My mom came to stay with me for a week after my surgery, and she was so incredibly helpful cooking and cleaning and being with me for appointments and surgery itself, but comfort and nurturing and talking about feelings aren’t her strong suit. I am so appreciative of all she has done for me, but sometimes I just wish she would put her arms around me and tell me everything is going to be okay.


I love to travel, and I’m called to do it quite often for work, but lately, I’m much more appreciative of the comforts of home. With the new diet, even eating out can be a drag, with my menu options reduced to one to three items typically. Full on travel now requires a great deal more planning ahead than it used to, depending upon where I’m going. I often have to take snacks with me, and be super-conscious of what, where, and when I’m going to eat. Previously, I was the least picky eater ever, and would literally eat almost anything, but now, that reception food often doesn’t work for me, and neither does waiting to eat until all the meetings and events are over around 10:00 p.m. at conferences. I can’t even imagine trying to translate a menu from a foreign language into a meal option for me. It’s hard enough in English to weed out those things that don’t fit.

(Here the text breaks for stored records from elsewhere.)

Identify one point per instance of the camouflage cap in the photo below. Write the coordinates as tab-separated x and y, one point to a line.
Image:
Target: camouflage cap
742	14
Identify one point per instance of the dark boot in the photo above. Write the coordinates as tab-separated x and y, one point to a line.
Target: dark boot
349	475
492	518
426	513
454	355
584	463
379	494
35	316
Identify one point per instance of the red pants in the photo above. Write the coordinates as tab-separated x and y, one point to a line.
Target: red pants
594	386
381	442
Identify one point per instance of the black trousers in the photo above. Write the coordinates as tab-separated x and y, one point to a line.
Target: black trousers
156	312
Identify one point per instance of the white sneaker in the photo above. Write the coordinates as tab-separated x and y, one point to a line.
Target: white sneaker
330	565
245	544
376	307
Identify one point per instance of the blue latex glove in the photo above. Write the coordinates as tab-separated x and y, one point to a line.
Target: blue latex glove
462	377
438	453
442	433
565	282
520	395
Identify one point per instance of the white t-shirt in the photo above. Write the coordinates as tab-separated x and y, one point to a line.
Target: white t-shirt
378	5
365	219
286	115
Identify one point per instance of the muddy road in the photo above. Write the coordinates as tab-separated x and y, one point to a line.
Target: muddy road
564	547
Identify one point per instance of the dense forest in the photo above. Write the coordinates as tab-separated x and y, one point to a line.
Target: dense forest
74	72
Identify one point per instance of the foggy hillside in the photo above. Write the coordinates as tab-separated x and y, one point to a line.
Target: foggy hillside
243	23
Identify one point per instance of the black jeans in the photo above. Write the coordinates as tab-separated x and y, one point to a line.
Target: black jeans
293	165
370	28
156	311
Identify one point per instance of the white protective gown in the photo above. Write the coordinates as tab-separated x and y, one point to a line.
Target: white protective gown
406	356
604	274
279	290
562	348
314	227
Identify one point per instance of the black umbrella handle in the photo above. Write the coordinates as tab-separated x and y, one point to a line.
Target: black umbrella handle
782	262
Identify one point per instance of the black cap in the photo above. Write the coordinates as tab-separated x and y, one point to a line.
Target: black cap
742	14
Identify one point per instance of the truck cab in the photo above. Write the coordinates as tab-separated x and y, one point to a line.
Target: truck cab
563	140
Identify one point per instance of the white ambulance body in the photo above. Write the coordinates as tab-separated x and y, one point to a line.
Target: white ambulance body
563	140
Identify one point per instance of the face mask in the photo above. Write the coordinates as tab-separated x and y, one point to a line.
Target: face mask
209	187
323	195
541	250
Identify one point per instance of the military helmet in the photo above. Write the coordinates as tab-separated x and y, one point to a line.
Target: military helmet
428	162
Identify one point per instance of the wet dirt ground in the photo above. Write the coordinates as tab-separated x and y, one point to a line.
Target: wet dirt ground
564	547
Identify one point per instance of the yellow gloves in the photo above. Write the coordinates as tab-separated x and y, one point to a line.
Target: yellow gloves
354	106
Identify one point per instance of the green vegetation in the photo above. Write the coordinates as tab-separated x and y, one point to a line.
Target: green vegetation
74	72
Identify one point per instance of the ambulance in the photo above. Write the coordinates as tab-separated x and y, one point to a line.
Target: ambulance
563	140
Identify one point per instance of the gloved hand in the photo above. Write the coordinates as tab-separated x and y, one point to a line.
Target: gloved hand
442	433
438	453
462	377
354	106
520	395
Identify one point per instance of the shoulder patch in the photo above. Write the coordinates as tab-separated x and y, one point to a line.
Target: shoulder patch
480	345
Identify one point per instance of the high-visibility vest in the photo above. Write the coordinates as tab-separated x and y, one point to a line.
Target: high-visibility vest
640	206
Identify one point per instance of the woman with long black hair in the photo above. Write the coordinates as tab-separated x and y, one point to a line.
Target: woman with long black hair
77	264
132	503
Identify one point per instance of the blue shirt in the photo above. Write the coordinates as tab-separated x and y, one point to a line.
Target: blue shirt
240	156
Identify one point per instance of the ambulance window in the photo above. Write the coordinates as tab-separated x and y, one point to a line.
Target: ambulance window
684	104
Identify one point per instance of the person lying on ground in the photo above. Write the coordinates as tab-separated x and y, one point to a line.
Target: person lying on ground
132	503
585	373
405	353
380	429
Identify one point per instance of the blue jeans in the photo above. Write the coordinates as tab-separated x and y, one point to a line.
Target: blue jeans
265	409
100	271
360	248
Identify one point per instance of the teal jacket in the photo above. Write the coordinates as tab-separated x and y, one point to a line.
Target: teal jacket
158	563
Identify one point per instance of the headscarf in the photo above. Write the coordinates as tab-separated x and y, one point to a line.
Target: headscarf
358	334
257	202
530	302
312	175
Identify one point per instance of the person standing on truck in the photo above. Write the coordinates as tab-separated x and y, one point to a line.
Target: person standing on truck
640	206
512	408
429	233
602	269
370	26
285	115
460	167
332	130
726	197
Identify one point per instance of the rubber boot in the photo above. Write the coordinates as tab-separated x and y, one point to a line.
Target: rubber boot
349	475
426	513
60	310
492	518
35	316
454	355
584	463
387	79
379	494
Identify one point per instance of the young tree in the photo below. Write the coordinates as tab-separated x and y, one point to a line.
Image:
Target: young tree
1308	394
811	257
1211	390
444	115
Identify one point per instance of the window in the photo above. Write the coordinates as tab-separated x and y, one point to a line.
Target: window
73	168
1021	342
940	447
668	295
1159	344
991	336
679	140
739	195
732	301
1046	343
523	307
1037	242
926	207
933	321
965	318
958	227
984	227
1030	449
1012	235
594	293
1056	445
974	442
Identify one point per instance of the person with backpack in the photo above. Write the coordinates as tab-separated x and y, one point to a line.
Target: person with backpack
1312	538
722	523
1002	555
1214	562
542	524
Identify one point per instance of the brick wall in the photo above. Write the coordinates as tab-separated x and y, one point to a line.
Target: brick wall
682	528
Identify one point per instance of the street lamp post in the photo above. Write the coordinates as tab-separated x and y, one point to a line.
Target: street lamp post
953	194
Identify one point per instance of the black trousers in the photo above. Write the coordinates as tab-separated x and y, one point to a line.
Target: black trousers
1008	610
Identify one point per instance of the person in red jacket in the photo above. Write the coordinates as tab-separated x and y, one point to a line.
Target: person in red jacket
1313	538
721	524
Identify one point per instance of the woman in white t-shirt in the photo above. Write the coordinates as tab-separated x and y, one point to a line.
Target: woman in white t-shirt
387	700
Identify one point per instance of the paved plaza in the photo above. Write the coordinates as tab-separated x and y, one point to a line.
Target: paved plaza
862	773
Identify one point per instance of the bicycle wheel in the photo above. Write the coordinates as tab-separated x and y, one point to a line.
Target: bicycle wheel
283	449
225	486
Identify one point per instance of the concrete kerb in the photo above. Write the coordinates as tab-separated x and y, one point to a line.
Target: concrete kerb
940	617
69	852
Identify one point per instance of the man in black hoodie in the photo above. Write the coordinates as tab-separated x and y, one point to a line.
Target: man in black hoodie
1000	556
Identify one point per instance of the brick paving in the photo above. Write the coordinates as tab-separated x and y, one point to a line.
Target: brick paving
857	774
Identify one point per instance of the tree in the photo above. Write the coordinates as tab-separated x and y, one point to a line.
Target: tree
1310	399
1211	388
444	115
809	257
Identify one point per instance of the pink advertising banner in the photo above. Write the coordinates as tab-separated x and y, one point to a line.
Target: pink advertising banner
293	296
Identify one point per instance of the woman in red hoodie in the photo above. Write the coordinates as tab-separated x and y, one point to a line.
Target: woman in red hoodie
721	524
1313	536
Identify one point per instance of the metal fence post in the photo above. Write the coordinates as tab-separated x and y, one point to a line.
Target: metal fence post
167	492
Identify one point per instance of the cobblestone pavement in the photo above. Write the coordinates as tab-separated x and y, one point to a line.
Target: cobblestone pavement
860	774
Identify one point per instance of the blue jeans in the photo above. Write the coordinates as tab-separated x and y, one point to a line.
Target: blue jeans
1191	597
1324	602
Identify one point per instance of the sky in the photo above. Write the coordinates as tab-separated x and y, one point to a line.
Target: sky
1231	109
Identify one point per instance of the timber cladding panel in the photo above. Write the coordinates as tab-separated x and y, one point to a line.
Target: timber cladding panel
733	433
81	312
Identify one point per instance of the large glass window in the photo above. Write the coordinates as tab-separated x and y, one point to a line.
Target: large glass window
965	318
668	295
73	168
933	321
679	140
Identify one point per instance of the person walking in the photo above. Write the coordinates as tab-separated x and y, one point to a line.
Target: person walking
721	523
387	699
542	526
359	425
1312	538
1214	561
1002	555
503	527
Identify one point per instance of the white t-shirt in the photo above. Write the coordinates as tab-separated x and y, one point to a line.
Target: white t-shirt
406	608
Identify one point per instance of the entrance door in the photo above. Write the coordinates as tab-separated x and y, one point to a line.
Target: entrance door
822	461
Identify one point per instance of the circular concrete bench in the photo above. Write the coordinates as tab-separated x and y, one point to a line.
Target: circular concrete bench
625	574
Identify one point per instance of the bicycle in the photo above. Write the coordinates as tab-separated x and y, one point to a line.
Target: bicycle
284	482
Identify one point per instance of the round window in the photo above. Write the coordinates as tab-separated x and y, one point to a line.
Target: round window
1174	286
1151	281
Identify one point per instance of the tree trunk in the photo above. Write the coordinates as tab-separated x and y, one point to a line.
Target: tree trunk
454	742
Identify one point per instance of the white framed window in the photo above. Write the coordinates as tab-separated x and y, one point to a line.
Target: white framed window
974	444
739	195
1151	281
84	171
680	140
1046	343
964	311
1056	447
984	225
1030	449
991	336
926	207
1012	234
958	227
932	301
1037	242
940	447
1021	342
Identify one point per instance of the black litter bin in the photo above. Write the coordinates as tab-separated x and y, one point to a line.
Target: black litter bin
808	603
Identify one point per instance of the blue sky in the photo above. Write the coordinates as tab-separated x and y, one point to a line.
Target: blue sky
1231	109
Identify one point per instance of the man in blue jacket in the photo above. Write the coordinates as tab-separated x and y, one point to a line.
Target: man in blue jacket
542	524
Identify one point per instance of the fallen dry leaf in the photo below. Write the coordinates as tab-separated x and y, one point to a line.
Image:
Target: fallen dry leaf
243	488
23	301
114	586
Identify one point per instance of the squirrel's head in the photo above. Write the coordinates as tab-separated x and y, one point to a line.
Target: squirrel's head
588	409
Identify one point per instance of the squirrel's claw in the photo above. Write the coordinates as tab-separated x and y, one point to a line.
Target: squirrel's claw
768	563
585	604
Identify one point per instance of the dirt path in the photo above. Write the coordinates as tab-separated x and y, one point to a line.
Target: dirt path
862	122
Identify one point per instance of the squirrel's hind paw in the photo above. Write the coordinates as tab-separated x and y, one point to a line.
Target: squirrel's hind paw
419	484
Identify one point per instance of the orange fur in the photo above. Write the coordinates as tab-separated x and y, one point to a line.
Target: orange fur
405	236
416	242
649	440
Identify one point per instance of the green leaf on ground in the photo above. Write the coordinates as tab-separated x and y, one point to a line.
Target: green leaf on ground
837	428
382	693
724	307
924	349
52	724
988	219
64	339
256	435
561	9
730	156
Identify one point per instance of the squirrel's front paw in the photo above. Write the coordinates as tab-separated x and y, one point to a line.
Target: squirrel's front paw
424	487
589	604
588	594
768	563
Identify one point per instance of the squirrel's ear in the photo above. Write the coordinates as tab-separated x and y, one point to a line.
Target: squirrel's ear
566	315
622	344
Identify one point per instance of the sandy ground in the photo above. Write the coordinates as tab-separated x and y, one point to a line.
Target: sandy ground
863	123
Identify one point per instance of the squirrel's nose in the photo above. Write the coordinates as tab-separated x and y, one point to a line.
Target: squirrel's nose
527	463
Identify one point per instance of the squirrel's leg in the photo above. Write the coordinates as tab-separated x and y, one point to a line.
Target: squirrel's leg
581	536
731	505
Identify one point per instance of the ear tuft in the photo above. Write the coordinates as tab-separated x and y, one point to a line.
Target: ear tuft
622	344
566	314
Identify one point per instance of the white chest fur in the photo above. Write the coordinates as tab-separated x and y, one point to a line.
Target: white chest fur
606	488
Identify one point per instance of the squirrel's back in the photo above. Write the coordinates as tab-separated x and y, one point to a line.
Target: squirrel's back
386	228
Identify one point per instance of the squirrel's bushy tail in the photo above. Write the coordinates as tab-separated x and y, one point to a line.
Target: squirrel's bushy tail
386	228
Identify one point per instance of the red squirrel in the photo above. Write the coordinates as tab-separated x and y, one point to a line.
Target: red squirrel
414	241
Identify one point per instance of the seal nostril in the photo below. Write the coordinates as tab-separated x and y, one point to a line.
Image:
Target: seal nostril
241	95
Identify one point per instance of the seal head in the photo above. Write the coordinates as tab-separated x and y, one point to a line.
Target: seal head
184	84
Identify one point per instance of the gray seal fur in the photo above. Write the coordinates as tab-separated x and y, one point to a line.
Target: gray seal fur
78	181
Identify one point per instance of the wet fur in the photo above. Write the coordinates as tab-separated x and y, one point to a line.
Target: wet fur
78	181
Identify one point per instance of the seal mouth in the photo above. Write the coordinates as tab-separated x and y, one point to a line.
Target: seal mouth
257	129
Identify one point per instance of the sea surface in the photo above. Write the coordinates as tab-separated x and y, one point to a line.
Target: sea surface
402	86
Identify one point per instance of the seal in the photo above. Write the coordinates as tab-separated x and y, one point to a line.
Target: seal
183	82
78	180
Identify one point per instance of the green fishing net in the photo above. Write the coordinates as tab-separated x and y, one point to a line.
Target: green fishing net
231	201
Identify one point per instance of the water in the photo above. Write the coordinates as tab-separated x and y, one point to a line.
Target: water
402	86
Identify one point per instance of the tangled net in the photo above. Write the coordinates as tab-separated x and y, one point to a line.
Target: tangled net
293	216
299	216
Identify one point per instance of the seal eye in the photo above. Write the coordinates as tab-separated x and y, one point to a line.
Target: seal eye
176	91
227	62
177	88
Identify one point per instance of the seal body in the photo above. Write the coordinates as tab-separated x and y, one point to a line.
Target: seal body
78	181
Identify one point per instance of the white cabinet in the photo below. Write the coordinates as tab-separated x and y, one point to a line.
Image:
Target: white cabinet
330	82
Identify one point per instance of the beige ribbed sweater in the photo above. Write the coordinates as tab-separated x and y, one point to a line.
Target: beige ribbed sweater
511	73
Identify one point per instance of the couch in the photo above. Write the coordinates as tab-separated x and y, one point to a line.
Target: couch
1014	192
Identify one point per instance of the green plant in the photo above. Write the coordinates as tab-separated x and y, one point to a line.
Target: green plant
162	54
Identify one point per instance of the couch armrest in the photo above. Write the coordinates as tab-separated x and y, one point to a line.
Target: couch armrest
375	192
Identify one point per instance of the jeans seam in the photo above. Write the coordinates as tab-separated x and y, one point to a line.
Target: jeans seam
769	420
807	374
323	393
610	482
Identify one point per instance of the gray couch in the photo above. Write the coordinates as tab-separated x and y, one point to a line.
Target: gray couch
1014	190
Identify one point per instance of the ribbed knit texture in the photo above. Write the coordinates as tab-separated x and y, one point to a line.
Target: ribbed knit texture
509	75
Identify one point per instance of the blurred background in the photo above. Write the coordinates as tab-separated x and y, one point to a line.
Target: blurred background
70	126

I’m sure in time it will get easier and become second nature to eat this way. That is happening already to some extent. For now, though, it’s easier to be home, to cook for myself, and to know what is in that sauce. Not only that, but I’m enjoying it. I never particularly liked to cook, but now I do. It doesn’t really make sense to me, but there it is. It feels good to know that I’m eating healthy, and it’s fun to discover new exotic foods and recipes and try them out. You might even say it’s comforting.


We all need comfort in our lives. I still have hot tea—a huge source of comfort and warmth for me, especially in the winter. I am also grateful for the energy work and massage that I receive on a somewhat regular basis, and I am truly thankful for all the friends and family members who have told me they love me a little more often the past several months. I also appreciate down comforters, crackling fires in the fireplace, and walks in the sunshine. Maybe if I pile enough of those up, after a while, I will feel comforted in a deeper way than a big bowl of macaroni and cheese could ever accomplish. Although, I did recently find a recipe for vegan mac and cheese, so who knows … I might be able to have some of those comfort foods after all.